Many mineral owners don’t realize oil lease clauses can stop them from being able to lease their property again for decades. They believe if a well has not been spud by the expiration date of their lease, their lease will expire.
Because it seems pretty easy to figure out, right?
If you signed a lease with a 1, 3, or 5-year term, the lease should expire 1, 3, or 5-years from the date of your lease, right? Unfortunately, that is not always the case.
Commence Ongoing Operations Oil Lease Clauses
In many cases, the only thing an operator has to do to keep their lease from expiring on its expiration date is to “…commence ongoing operations [critical word here] in the preparation of drilling a commercially produced well.”
See the language located under clause #5 and clause #6 of a standard Oil and Gas Lease form.
But, what do “operations” mean in this context? Dirt work? Surface prep? “Commencement of operations” in this context generally means the operator does some kind of work pertaining to preparing the drilling site before the expiration date.
Under these circumstances, the operator doesn’t have to drill a producing well to extend the lease.
What to Look For
Like all other fine print, it is important to understand oil lease clauses. Clauses control the rights you are entitled to from any future operator that acquires your lease by assignment or sale. The lease may be in force for many years.
We recently got a call from the granddaughter of a mineral owner. She asked if we could assist the family in obtaining a new oil and gas lease on the family’s 120-acre tract of land, which was located in two different sections. 80 acres were located in Section 9 and 40 acres were located in Section 4, which was the section north of Section 9.
Since there had only been one well drilled in Section 4 since 1962, she thought the acreage in Section 9 was available to lease. Had her grandfather included a Pugh Clause in his original lease, then she could have gotten a new lease.
However, without a Pugh Clause, the one well in Section 4 held the entire 120-acre lease.
You read that right! One well that was drilled over 50 years ago meant there was no “open acreage” to lease. If you lease land that is located in more than one section, be sure to request a Pugh Clause as a special provision to your lease.
Types of Pugh Clauses
Vertical Pugh Clause
A Vertical Pugh Clause requires the Operator to release the rights below a defined vertical depth after the primary term of your lease expires. For example, all rights 100 feet below the deepest drilled depth or 100 feet below the deepest formation penetrated.
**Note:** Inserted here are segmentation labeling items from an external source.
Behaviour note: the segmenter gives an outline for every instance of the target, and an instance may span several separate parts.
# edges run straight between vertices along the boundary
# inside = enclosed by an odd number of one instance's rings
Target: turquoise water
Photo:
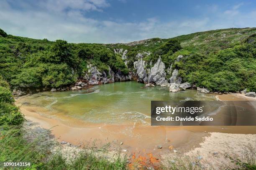
[[[167,87],[144,86],[135,81],[115,82],[79,91],[41,92],[23,100],[46,110],[43,114],[48,117],[61,113],[85,122],[149,124],[151,100],[215,100],[214,95],[195,90],[170,93]]]

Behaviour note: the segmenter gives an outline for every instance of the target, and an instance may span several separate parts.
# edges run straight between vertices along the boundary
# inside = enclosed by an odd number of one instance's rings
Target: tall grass
[[[53,147],[58,144],[45,134],[31,140],[26,133],[20,127],[0,127],[0,162],[29,162],[30,167],[21,168],[26,170],[126,169],[126,160],[120,154],[110,160],[104,154],[99,156],[95,148],[67,153],[58,147],[54,151]]]

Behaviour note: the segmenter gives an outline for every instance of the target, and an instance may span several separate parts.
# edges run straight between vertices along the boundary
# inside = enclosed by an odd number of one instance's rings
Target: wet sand
[[[243,100],[256,100],[256,98],[248,97],[244,94],[240,93],[233,93],[233,94],[223,94],[221,95],[216,95],[217,99],[220,100],[231,101],[243,101]]]
[[[250,98],[241,95],[218,95],[221,100],[247,100]],[[254,126],[151,126],[139,123],[134,124],[113,124],[85,122],[69,117],[62,117],[61,120],[47,117],[38,113],[40,107],[16,104],[29,121],[36,126],[50,129],[51,134],[59,141],[65,141],[74,145],[84,145],[95,140],[99,145],[110,143],[110,150],[120,148],[124,153],[146,155],[148,153],[164,161],[174,153],[168,149],[172,145],[179,154],[195,156],[197,152],[202,153],[205,165],[209,163],[218,167],[219,161],[226,161],[223,153],[231,151],[240,153],[242,146],[256,140]],[[62,115],[60,114],[60,115]],[[69,122],[67,123],[66,121]],[[120,145],[120,142],[123,142]],[[227,147],[226,144],[229,143]],[[243,144],[243,145],[241,145]],[[157,145],[162,147],[157,149]],[[237,149],[237,148],[239,148]],[[218,156],[213,152],[220,152]],[[221,151],[221,152],[220,152]],[[217,168],[218,169],[218,168]]]

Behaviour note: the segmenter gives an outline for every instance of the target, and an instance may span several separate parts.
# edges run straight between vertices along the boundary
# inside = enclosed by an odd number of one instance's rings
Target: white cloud
[[[26,10],[18,10],[2,0],[0,4],[0,28],[9,34],[37,39],[113,43],[153,37],[168,38],[215,29],[253,27],[256,23],[256,11],[242,13],[239,10],[242,5],[233,7],[229,9],[230,12],[228,10],[220,11],[215,5],[210,7],[214,12],[207,12],[207,7],[203,11],[204,8],[201,7],[203,16],[179,20],[170,17],[169,21],[164,22],[157,18],[133,22],[114,20],[115,18],[100,20],[85,17],[84,13],[104,10],[110,5],[107,1],[76,0],[76,3],[71,0],[60,3],[59,0],[46,0],[44,5],[37,5],[38,9],[23,3],[21,5],[26,7]],[[234,11],[241,15],[237,15]]]

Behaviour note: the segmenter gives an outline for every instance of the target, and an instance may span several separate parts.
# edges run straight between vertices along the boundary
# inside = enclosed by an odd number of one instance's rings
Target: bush
[[[72,71],[66,64],[51,64],[45,66],[46,73],[41,78],[44,86],[59,87],[74,82]]]
[[[0,36],[5,37],[7,36],[7,34],[3,30],[0,28]]]
[[[18,108],[11,103],[0,103],[0,125],[18,125],[24,120]]]
[[[0,102],[12,103],[14,101],[12,93],[9,89],[0,86]]]

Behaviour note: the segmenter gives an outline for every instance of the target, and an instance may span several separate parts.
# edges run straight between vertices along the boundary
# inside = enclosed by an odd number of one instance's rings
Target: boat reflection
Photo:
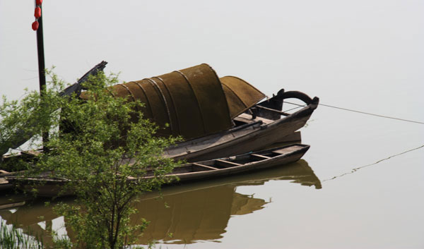
[[[252,195],[238,193],[236,188],[263,185],[271,180],[288,180],[317,189],[322,188],[319,179],[302,159],[248,174],[167,186],[162,190],[160,195],[145,195],[136,204],[139,212],[131,217],[131,221],[136,224],[143,217],[150,221],[136,243],[159,241],[164,243],[188,244],[219,239],[225,233],[232,216],[252,213],[264,208],[269,203]],[[49,233],[46,231],[51,231],[52,227],[54,230],[54,226],[57,226],[54,220],[61,219],[52,211],[52,206],[46,207],[40,200],[13,212],[0,211],[0,216],[7,224],[16,224],[24,230],[46,234]],[[66,228],[66,231],[72,238],[70,229]],[[49,237],[45,236],[44,241],[47,241]]]

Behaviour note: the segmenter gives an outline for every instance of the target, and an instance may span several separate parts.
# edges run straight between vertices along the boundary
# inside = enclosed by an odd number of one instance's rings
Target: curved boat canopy
[[[116,97],[144,103],[141,111],[161,128],[158,135],[185,140],[231,128],[233,118],[265,97],[238,78],[220,79],[204,63],[112,88]]]

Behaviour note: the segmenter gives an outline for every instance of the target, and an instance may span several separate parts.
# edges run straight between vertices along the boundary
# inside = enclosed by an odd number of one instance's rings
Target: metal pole
[[[41,16],[38,18],[38,30],[37,30],[37,51],[38,52],[38,77],[40,78],[40,92],[42,95],[42,90],[46,87],[46,74],[44,59],[44,40],[42,38],[42,8]]]
[[[37,4],[35,4],[37,5]],[[42,97],[44,91],[46,90],[46,72],[44,57],[44,40],[42,35],[42,7],[41,8],[41,16],[38,18],[38,29],[37,30],[37,51],[38,54],[38,78],[40,79],[40,94]],[[49,140],[49,131],[45,130],[42,133],[42,144],[45,152],[48,152],[47,147],[45,146],[46,142]]]

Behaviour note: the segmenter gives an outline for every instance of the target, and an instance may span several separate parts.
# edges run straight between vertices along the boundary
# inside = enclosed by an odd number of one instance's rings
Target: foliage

The means for defining the depth limitation can vary, but the intent is always the same: to release the interest from the lease for any “deeper” zones that haven’t been drilled. This allows you to grant a second lease on “deep rights” when a shallower zone has been drilled and is held under an earlier lease.
Horizontal Pugh Clause
This requires the Operator to release the rights not included in a pooled unit after the primary lease expires. Unlike Vertical Pugh Clauses which only release drilling rights to a certain depth, Horizontal Pugh Clauses release rights from the surface to all depths.
Let’s say a portion of your interest on a lease gets included in a drilling unit, but the rest of the interest lies outside of the unit. The Horizontal Pugh Clause releases all depths not in the unit on your lease at the end of its primary term.
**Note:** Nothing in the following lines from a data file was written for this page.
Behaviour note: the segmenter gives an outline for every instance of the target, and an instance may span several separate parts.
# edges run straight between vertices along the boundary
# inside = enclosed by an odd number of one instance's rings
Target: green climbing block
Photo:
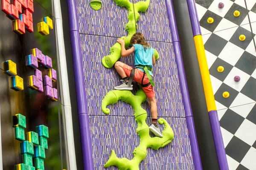
[[[48,142],[47,138],[43,136],[39,137],[39,145],[44,147],[45,149],[48,149]]]
[[[38,134],[35,132],[29,132],[26,133],[26,140],[33,143],[34,145],[39,144]]]
[[[44,147],[40,145],[36,146],[34,147],[34,157],[40,158],[42,159],[45,159],[45,152]]]
[[[35,159],[35,169],[37,170],[41,169],[44,170],[44,159],[39,158]]]
[[[22,159],[23,163],[26,165],[33,166],[33,159],[32,156],[27,153],[22,155]]]
[[[12,116],[12,127],[14,128],[17,126],[26,128],[26,116],[21,114],[16,114]]]
[[[31,166],[29,166],[29,170],[35,170],[35,168]]]
[[[48,128],[44,125],[37,126],[36,132],[38,134],[39,136],[43,136],[46,138],[49,137]]]
[[[24,164],[20,164],[14,165],[15,170],[29,170],[29,166]]]
[[[25,131],[24,129],[17,126],[14,128],[15,139],[20,141],[25,140]]]
[[[20,143],[20,153],[27,153],[29,155],[34,155],[34,147],[33,143],[29,141],[23,141]]]

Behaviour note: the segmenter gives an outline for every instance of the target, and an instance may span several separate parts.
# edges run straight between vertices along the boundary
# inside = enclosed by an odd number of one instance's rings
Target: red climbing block
[[[13,4],[18,9],[19,14],[22,13],[22,8],[21,7],[21,4],[18,0],[13,0]]]
[[[11,14],[10,14],[9,16],[11,18],[15,20],[19,19],[18,8],[13,4],[11,5]]]
[[[7,15],[11,14],[11,4],[9,2],[6,0],[2,0],[2,11]]]
[[[32,13],[31,13],[28,9],[26,9],[25,10],[25,14],[27,16],[29,20],[33,22],[33,16],[32,15]]]
[[[27,9],[28,9],[32,13],[34,12],[34,3],[30,0],[26,0],[27,1]]]
[[[34,28],[33,28],[33,22],[31,21],[28,20],[28,24],[29,26],[27,28],[26,28],[27,30],[28,30],[29,32],[34,32]]]
[[[27,8],[26,0],[18,0],[21,4],[21,6],[24,9],[26,9]]]

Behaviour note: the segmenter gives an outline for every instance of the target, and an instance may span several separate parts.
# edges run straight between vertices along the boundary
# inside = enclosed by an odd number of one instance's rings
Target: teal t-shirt
[[[133,45],[135,48],[135,65],[147,65],[151,68],[153,67],[152,57],[154,55],[154,49],[152,48],[146,48],[145,50],[143,46],[141,44],[135,44]],[[138,68],[143,71],[144,70]],[[149,74],[153,76],[153,74],[151,71],[148,70]]]

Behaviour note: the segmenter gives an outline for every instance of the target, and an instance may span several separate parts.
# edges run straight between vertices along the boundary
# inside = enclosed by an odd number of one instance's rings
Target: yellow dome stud
[[[235,11],[234,12],[234,16],[236,17],[239,17],[240,15],[240,12],[237,10]]]
[[[241,41],[244,41],[245,40],[245,39],[246,39],[246,37],[245,37],[245,36],[244,35],[240,35],[240,36],[239,36],[239,40]]]
[[[223,96],[223,97],[224,97],[224,98],[227,98],[228,97],[229,97],[229,93],[227,91],[225,91],[224,93],[223,93],[223,94],[222,94],[222,96]]]
[[[212,23],[213,23],[213,21],[214,21],[214,20],[213,20],[213,18],[212,18],[211,17],[209,17],[207,20],[207,22],[209,24]]]
[[[224,68],[223,66],[218,66],[218,71],[220,73],[223,72],[224,71]]]

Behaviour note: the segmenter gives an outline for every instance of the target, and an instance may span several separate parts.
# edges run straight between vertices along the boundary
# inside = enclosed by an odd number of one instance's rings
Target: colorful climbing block
[[[52,94],[53,97],[52,99],[55,101],[58,101],[58,91],[56,88],[52,88]]]
[[[49,85],[44,86],[44,94],[46,96],[49,98],[52,99],[53,98],[53,94],[52,94],[52,88]]]
[[[22,155],[23,163],[27,165],[33,166],[33,158],[31,155],[25,153]]]
[[[39,88],[36,89],[40,93],[43,93],[44,92],[44,85],[43,85],[43,82],[39,81]]]
[[[31,50],[31,54],[34,55],[38,58],[38,62],[40,62],[44,59],[42,56],[42,51],[38,48],[33,48]]]
[[[34,70],[34,75],[39,79],[39,80],[43,81],[43,76],[42,76],[42,71],[38,69]]]
[[[26,116],[21,114],[16,114],[12,116],[12,127],[19,127],[24,129],[26,128]]]
[[[24,90],[23,79],[16,75],[10,78],[11,88],[16,91]]]
[[[30,66],[32,68],[36,68],[38,67],[38,59],[34,55],[30,54],[26,57],[26,65]]]
[[[19,19],[24,23],[25,28],[26,28],[29,26],[29,19],[26,15],[25,14],[21,14],[19,15]]]
[[[49,85],[50,87],[52,87],[52,79],[48,76],[44,76],[44,85]]]
[[[35,169],[37,170],[44,169],[44,159],[40,158],[35,158]]]
[[[28,18],[27,17],[27,18]],[[28,26],[26,28],[26,30],[28,30],[29,32],[34,32],[34,28],[33,27],[33,22],[30,21],[29,20],[28,21]]]
[[[19,1],[21,4],[21,6],[22,6],[22,8],[23,8],[24,9],[27,8],[26,0],[19,0]]]
[[[16,64],[11,60],[4,61],[2,63],[4,73],[9,76],[16,76],[17,74]]]
[[[43,136],[46,138],[49,138],[49,133],[48,128],[44,125],[40,125],[36,127],[36,132],[38,134],[39,136]]]
[[[29,170],[29,166],[24,164],[20,164],[14,166],[15,170]]]
[[[11,4],[11,14],[9,16],[14,20],[19,19],[19,11],[18,8],[13,4]]]
[[[25,24],[20,20],[12,21],[12,30],[17,34],[25,34]]]
[[[20,153],[27,153],[29,155],[34,155],[34,147],[33,143],[29,141],[23,141],[20,143]]]
[[[43,35],[48,35],[49,34],[49,27],[44,22],[38,23],[38,31]]]
[[[52,58],[48,56],[45,56],[45,66],[47,68],[52,68]]]
[[[52,81],[55,82],[57,80],[57,72],[53,68],[47,70],[47,74],[52,78]]]
[[[19,2],[18,0],[13,0],[13,4],[18,9],[18,12],[19,14],[22,13],[22,7],[21,7],[21,4]]]
[[[2,11],[3,11],[7,15],[11,14],[11,4],[6,0],[2,0]]]
[[[25,131],[24,129],[18,126],[14,128],[15,139],[20,141],[25,140]]]
[[[48,149],[48,142],[47,138],[44,136],[39,137],[39,145],[44,148],[44,149]]]
[[[35,146],[34,147],[34,157],[45,159],[45,152],[44,147],[40,145]]]
[[[53,24],[52,20],[49,17],[46,17],[42,18],[42,21],[44,22],[49,27],[49,28],[52,29],[53,28]]]
[[[32,13],[34,12],[34,4],[30,0],[27,0],[27,9]]]
[[[32,89],[35,90],[38,89],[40,87],[39,79],[36,77],[35,75],[29,76],[28,77],[29,85],[32,88]]]
[[[33,15],[32,15],[32,13],[30,12],[30,11],[28,9],[26,9],[24,10],[24,13],[29,18],[29,20],[33,22]]]
[[[38,134],[35,132],[29,132],[26,133],[26,140],[33,143],[34,145],[39,144]]]
[[[45,56],[43,54],[42,54],[41,57],[42,61],[41,61],[40,62],[41,65],[44,67],[44,65],[45,65]]]

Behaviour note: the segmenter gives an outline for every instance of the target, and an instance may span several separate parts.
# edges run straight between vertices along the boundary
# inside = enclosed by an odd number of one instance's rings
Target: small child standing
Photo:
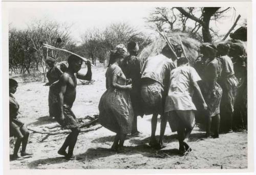
[[[9,86],[10,136],[17,137],[17,140],[14,145],[13,154],[11,156],[11,160],[14,160],[20,158],[18,156],[18,152],[22,143],[22,147],[20,155],[25,156],[31,156],[33,154],[26,152],[29,132],[26,125],[17,118],[19,105],[13,96],[13,94],[16,92],[18,87],[18,83],[15,80],[9,79]]]

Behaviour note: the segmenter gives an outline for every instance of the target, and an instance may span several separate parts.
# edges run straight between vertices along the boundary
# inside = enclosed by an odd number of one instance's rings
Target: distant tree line
[[[70,27],[54,21],[38,20],[31,22],[26,30],[17,30],[9,25],[9,48],[10,73],[30,73],[35,70],[45,76],[47,66],[46,60],[51,56],[57,61],[67,60],[65,52],[47,49],[43,43],[65,48],[92,60],[104,63],[110,51],[120,43],[131,41],[138,43],[142,49],[151,42],[144,35],[125,23],[111,24],[104,29],[87,31],[81,37],[81,43],[76,44],[70,35]]]

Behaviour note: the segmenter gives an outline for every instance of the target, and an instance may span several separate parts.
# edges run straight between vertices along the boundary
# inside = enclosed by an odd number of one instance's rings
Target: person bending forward
[[[179,151],[184,153],[191,150],[187,141],[194,127],[194,111],[196,110],[192,102],[194,91],[203,108],[206,109],[207,106],[197,84],[201,78],[196,70],[188,66],[188,60],[181,57],[178,60],[177,65],[178,67],[170,72],[170,83],[165,101],[164,115],[172,131],[177,131]]]
[[[120,65],[126,53],[122,49],[111,51],[106,76],[106,91],[99,103],[99,122],[104,127],[116,133],[111,149],[120,151],[127,134],[131,133],[134,112],[126,78]]]
[[[53,83],[50,87],[52,94],[56,98],[54,104],[54,114],[57,121],[64,128],[70,129],[71,133],[68,136],[63,145],[58,151],[58,153],[65,156],[67,160],[78,159],[74,156],[74,148],[80,132],[80,128],[77,120],[71,108],[76,98],[77,78],[91,80],[92,71],[91,63],[86,63],[88,67],[87,73],[81,74],[78,71],[81,69],[82,60],[79,57],[72,55],[68,60],[69,67],[67,71],[60,77],[59,81]],[[68,153],[66,149],[68,148]]]

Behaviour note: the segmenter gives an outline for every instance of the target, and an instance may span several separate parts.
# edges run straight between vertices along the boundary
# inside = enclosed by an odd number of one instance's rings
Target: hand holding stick
[[[176,53],[175,53],[175,52],[174,52],[174,48],[173,46],[173,45],[172,45],[172,44],[169,42],[169,41],[168,38],[167,38],[167,37],[166,36],[164,32],[164,36],[160,32],[160,31],[159,31],[159,30],[158,30],[158,28],[157,28],[157,27],[156,29],[157,29],[157,31],[163,37],[163,39],[165,41],[165,42],[167,43],[167,44],[168,45],[168,46],[170,48],[170,52],[172,52],[172,55],[173,55],[173,57],[174,57],[174,58],[176,60],[178,59],[178,57],[177,56]]]
[[[72,52],[66,50],[65,49],[57,48],[57,47],[53,46],[52,46],[51,45],[49,45],[49,44],[45,44],[45,43],[43,43],[42,44],[43,44],[43,47],[46,47],[46,48],[49,48],[49,49],[53,49],[53,50],[58,50],[58,51],[61,51],[66,52],[67,52],[68,53],[74,55],[75,55],[75,56],[76,56],[80,58],[83,61],[85,61],[86,63],[88,63],[88,62],[89,63],[90,63],[90,61],[88,59],[86,59],[85,58],[83,58],[82,57],[81,57],[80,56],[79,56],[79,55],[78,55],[77,54],[73,53]],[[90,65],[91,65],[91,64],[90,64]]]

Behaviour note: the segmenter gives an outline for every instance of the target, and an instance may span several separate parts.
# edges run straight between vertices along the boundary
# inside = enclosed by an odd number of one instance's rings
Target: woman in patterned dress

Other Common Oil Lease Clauses
Subsurface Wellbore Easement
This allows the Operator to use your surface land to drill down vertically when the bottom hole is located on the adjacent property you do not own. If you are not careful, you could sign a lease to drill not knowing you will not receive royalty revenue if the well produces oil or gas.
Prior Offer to Lease
Operators use this clause to stop you from getting better terms after your lease expires. The clause requires you to notify the Operator if you are contacted for a new lease when your current lease expires. In this situation, you have the preferential right, but not the obligation, to lease your property for the same terms.
“Certified” Mail Notice
Until recently, the language around notifying the Operator of a transfer of interest, either by death or sale, was only required to “be in writing”. Many new leases modify the language to state the operator must be “…notified in writing, sent by certified mail“.
In this case, a letter to the Operator notifying them of the ownership change is not enough. The letter must be sent by certified mail. Be diligent and double-check what your oil lease clauses say here.
Know What You’re Signing
We can’t stress this enough: become familiar with everything your oil and gas lease states before you sign it. No one wants to be stuck in a bad lease 60 years from now.